Australian actor Odessa Young plays Jane, the maid at a grand house ruled over by the sad Mr and Mrs Niven (Colin Firth and Olivia Colman) who are not making a fuss about their children being dead. Jane is having a secret, passionate affair with Paul, beguilingly played by Josh O’Connor, the well-born son of the Nivens’ neighbours, the Sheringhams, and on Mothering Sunday, her day off, she has plans to bicycle over to Paul’s house while his parents and servants are away, for a secret assignation.

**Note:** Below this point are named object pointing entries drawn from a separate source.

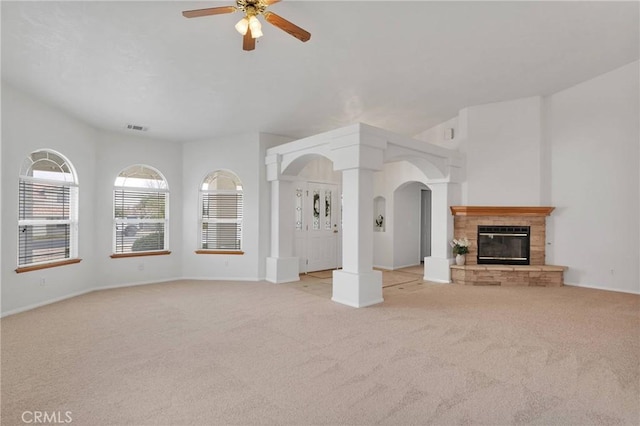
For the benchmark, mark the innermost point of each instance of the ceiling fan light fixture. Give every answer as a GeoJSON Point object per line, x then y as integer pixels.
{"type": "Point", "coordinates": [242, 26]}
{"type": "Point", "coordinates": [256, 27]}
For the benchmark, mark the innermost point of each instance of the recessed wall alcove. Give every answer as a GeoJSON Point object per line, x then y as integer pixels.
{"type": "Point", "coordinates": [468, 219]}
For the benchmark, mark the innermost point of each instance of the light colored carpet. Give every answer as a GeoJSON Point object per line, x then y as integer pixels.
{"type": "Point", "coordinates": [219, 353]}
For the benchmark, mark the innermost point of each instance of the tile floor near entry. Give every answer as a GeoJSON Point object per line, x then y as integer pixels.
{"type": "Point", "coordinates": [404, 279]}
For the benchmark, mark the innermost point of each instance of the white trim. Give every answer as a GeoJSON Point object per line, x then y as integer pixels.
{"type": "Point", "coordinates": [44, 303]}
{"type": "Point", "coordinates": [595, 287]}
{"type": "Point", "coordinates": [251, 279]}
{"type": "Point", "coordinates": [135, 284]}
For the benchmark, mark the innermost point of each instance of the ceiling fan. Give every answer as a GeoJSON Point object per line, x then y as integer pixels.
{"type": "Point", "coordinates": [249, 26]}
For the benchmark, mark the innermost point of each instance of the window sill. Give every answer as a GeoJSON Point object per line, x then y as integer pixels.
{"type": "Point", "coordinates": [234, 252]}
{"type": "Point", "coordinates": [47, 265]}
{"type": "Point", "coordinates": [139, 254]}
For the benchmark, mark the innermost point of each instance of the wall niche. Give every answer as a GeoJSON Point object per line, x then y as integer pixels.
{"type": "Point", "coordinates": [379, 214]}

Paul is the only one of his peer group to have returned from the Front, and burdened by his survivor’s guilt and the realisation that so much is now expected of him: including a prestigious legal career and marriage to someone who isn’t a maid. So Paul and Jane’s afternoon love-making, and Jane’s languid postcoital nude sauntering around his posh house, her fingertips trailing along the spines of first editions, is coloured by this mood of looming loss and regret.

It is a lovely-looking, lovely-sounding movie, handsomely designed, meticulously shot and impeccably performed — and it also has interesting things to say about the emotional toughness and the Greeneian splinter of ice in the heart, that is needed by a writer. But I have to admit that, despite my liking for slow cinema, I found something a bit indulgent and classy about the unvarying andante pace. To use a prehistoric analogy, it often felt like that moment when DJ John Peel accidentally put a 45rpm record on at 33. I wanted a jolt of passion, of anger, of something, to wake this film out of its dreamy melancholy. But then it has to be said that this moonscape is very well crafted and Olivia Colman does, in her way, deliver a jolt of rage mixed with a swallowed despair.

Jane has ambitions to be a writer, and later you see the older, more mature Jane who is in a relationship with academic philosopher Donald (Sope Dirisu) and later Glenda Jackson has a cameo as Jane as the renowned and elderly star author, disconcerting journalists with her unimpressed reaction to news that she has won a certain big prize — a moment amusingly calling to mind Doris Lessing’s famously dismissive response to being told by reporters she had got the Nobel. Jane is an orphan, and Mrs Niven, in her cynical wretchedness and despair, tells her that being born bereaved and motherless is a great gift: she has no-one to care about. Of course, we know that this isn’t true. But Odessa Young shows us that it is not an entirely inaccurate description of Jane; she is tough, she has that writer’s detachment.

There is a lot to admire in this film, though I wanted a bolt of lightning to burst through the cloudcover of sadness.

• Mothering Sunday is released on 12 November in cinemas.